Il rapper Niko Pandetta, nome d’arte di Vincenzo Pandetta, classe 1991, catanese dal quartiere Cibali scrive una lettera dal carcere di Opera a Milano dove è detenuto, a tre mesi dall’arresto: “Fatemi pagare per i miei sbagli, non per la mia musica”.

“Il giorno che mi hanno portato a Opera qualcuno ha festeggiato”, così esordisce nella missiva-social indirizzata ai suoi fan e pubblicata su Instagram dopo un segnale di allerta condiviso su sfondo nero per attirare la massima attenzione. Racconta poi di essere stato in isolamento “senza poter rivolgere la parola a nessuno, senza nemmeno le sigarette”, solo con sé stesso.  “Dopo quella settimana – scrive – mi hanno portato nella sezione di tossicodipendenti, senza farmi analisi di nessun tipo, né nessun tipo di colloquio”.

Con la direttrice del carcere sarebbe riuscito a parlare una sola volta. “La sua priorità – spiega Pandetta – è stata chiamarmi a colloquio non per parlare della mia rieducazione, né tantomeno per provare a capire le mie problematiche da detenuto. Ci ha tenuto però ad umiliarmi, come persona e come artista. Dall’alto della sua ostentata superiorità ha giudicato me e la mia musica e mi ha fatto capire che infondo non siamo tutti uguali, ma questo lo sapevo già”.

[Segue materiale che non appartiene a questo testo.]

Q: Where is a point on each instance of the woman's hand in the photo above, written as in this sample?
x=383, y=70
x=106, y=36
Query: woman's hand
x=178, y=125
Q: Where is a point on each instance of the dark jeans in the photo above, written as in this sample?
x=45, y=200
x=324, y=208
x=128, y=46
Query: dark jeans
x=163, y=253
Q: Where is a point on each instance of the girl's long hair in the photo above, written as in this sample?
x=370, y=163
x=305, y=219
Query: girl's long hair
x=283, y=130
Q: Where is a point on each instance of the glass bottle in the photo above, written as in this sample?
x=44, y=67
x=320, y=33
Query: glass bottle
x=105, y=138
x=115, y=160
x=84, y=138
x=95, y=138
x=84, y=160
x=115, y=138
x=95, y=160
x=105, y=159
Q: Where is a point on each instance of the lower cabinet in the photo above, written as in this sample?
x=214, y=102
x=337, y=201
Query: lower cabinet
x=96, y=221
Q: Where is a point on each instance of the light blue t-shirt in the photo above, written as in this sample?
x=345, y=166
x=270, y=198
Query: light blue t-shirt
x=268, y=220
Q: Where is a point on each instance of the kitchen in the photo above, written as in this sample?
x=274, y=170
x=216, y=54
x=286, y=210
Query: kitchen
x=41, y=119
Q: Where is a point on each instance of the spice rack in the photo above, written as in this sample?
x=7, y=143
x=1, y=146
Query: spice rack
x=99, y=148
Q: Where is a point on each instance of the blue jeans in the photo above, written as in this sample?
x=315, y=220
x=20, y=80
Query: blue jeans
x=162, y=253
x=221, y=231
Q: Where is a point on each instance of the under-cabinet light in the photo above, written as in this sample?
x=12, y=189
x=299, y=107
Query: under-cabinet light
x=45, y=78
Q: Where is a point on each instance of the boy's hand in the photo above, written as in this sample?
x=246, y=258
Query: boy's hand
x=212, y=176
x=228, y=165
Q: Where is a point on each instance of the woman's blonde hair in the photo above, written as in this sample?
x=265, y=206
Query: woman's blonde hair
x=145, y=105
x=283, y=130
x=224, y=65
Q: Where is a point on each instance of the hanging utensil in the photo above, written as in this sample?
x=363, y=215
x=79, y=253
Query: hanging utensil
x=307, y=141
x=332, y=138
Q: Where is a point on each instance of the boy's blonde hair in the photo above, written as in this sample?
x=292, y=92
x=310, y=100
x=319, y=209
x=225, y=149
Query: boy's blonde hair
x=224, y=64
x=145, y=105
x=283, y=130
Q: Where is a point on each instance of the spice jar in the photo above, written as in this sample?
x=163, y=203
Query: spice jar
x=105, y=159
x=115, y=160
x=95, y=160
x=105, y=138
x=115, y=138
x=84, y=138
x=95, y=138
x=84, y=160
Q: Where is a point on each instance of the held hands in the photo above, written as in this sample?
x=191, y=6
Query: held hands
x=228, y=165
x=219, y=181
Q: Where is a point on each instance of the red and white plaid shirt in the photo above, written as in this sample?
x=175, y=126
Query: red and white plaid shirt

Inoltre, colloqui e telefonate negate. Richieste che sarebbero continuamente rigettate: “Vedo gli altri detenuti andare a colloquio con familiari e amici, a me negano, negano tutto nonostante non abbia niente di diverso dagli altri. All’accanimento già c’ero abituato, ma quello che stanno provando a fare ora è distruggermi fisicamente e mentalmente”.

Poi l’episodio delle videochiamate per cui ha ricevuto un rapporto e una denuncia a causa di uno screen che un’altra persona avrebbe fatto e pubblicato su TikTok, che è diventato virale. “Non ce la faccio più a subire tutto ciò”, dice ancora nella lettera e per questo motivo dichiara di aver iniziato lo sciopero della fame. “Spero presto – conclude – di essere trasferito in una struttura in cui i miei diritti di detenuto possono essere rispettati”. Sottolinea infine di non pretendere alcun favoritismo, ma di desiderare “solo di ricevere lo stesso trattamento che le strutture carcerarie riservano a tutti gli altri detenuti”.